216. Intensified Continuous Flow Synthesis and Workup of 1,5-Disubstituted Tetrazoles Enhanced by Real-Time Process Analytics

Peter Sagmeister, Dainis Kaldre, Joerg Sedelmeier, Christian Moessner, Kurt Püntener, Dominique Kummli, Jason D. Williams, and C. Oliver Kappe; Organic Process Research & Development; (2021); DOI: 10.1021/acs.oprd.1c00096

Continuous flow processing presents a solution for the safe and effective formation of 1,5-tetrazoles due to the small reactive inventory and absence of a reactor headspace. This has been exemplified using a model amide, 2-chloro-N-methylacetamide, activated using POCl3 to its corresponding imidoyl chloride, which reacts with trimethylsilyl azide. Initial scoping revealed that an excess of azide is vital to facilitate a clean reaction but also that a high concentration would dramatically accelerate the reaction without the need for greatly elevated temperature. In a short residence time of 10 min, complete conversion was achieved, resulting in 77–86% yield of the desired product in high purity (>99.7%) after recrystallization, omitting any chromatographic purification.

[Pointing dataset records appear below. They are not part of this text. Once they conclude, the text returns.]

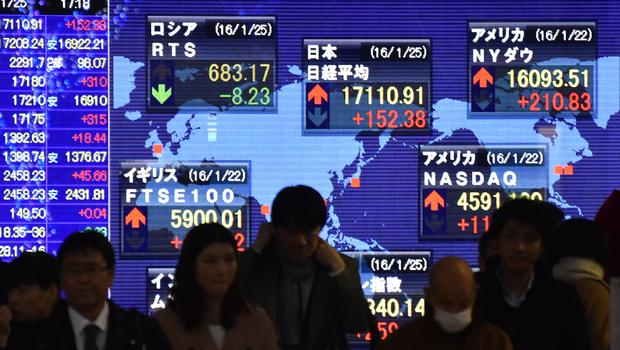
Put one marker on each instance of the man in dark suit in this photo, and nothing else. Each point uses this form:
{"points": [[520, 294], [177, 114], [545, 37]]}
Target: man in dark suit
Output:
{"points": [[311, 292], [518, 292], [90, 321]]}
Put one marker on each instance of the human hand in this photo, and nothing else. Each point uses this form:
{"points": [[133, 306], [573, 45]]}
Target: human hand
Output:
{"points": [[327, 256], [265, 232]]}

The developed process reached an excellent space–time yield (1.16 kg L–1 h–1) due to its high concentration and short residence time. Successful technology transfer included development of a continuous workup, with pH-controlled quench in a CSTR, followed by extraction. During flow optimization, two orthogonal PAT methods were separately employed, NMR and FTIR, enabling real-time starting material and product quantification. Finally, the developed reaction protocol was demonstrated on a number of other substrates, achieving high yields in most cases, up to quantitative.